Another type of claim addressed by Judge Fitzgerald involved claims against PPG Industries for Pyrocal, sold by PPG, but manufactured by another unrelated entity.  Although Pittsburgh-Corning was completely uninvolved with the distribution, installation, or manufacture of Pyrocal, prior to Pittsburgh-Corning’s bankruptcy filing, plaintiffs had sought to hold both PPG and Pittsburgh-Corning liable for asbestos claims relating to Pyrocal on theories of joint liability, such as conspiracy.  Judge Fitzgerald’s ruling puts asbestos plaintiffs in an interesting bind – she held that, to the extent that plaintiffs allege that both Pittsburgh-Corning and PPG are liable under for Pyrocal claims under a theory of joint liability, such claims could be channeled to the trust created under Pittsburgh-Corning’s chapter 11 plan, and PPG could be protected against such claims.  If, however, plaintiffs sought to proceed exclusively against non-debtors on theories that did not assert that Pittsburgh-Corning was liable, the plaintiffs would be free to pursue such claims.

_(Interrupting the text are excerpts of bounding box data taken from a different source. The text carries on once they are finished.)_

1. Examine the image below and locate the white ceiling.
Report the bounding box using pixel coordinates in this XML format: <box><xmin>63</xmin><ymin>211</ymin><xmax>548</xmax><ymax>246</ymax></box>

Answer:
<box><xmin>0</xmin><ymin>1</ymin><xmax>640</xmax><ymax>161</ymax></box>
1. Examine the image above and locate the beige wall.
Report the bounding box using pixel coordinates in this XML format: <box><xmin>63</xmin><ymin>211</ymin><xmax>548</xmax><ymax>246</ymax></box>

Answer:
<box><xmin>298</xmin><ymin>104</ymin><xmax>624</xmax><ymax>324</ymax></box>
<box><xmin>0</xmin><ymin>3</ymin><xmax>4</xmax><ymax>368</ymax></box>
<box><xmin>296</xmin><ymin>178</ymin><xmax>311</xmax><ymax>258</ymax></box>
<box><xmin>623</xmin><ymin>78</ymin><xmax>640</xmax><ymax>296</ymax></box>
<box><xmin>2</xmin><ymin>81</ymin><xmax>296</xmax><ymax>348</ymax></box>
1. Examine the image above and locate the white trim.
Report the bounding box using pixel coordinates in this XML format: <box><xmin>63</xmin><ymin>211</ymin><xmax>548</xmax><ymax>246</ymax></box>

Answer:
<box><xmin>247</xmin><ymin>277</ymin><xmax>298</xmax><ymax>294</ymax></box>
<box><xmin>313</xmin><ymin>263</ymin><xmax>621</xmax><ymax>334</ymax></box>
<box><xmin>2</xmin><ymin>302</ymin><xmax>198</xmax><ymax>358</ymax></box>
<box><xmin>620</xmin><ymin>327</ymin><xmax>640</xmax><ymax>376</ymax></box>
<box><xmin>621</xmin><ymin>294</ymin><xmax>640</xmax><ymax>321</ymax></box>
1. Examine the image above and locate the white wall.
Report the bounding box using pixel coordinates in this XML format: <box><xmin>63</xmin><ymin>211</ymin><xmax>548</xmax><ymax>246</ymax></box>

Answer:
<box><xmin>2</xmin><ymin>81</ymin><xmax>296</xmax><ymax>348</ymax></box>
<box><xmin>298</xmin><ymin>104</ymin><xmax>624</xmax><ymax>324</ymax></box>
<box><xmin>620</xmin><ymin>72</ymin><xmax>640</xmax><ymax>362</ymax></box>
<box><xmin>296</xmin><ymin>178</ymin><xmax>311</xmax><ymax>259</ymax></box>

Indeed, Judge Fitzgerald determined that, even with respect to the Corhart claims, the court possesses the equitable power under sections 524(g) and 105(a) to prevent parties prospectively from asserting theories of joint liability.  She concluded that it is consistent with the protection offered by section 524(g) to preclude pleadings or proof that would “insinuate” the debtor or involvement with the debtor as the basis for liability if the non-debtor against whom such asbestos claims were asserted was not protected by the 524(g) injunction.  Judge Fitzgerald acknowledged she was giving asbestos plaintiffs a choice: “if the claimant chooses to allege a ‘conspiracy theory’ involving the Debtor, the claim would be presented to the Trust; however, if the claimant removes the Debtor from his complaint, the claim can be prosecuted in state court but the claimant must forego the opportunity to include the Debtor as a conspirator in both allegation and proof.”  Now, the non-debtor defendants may find themselves rooting for a conspiracy allegation.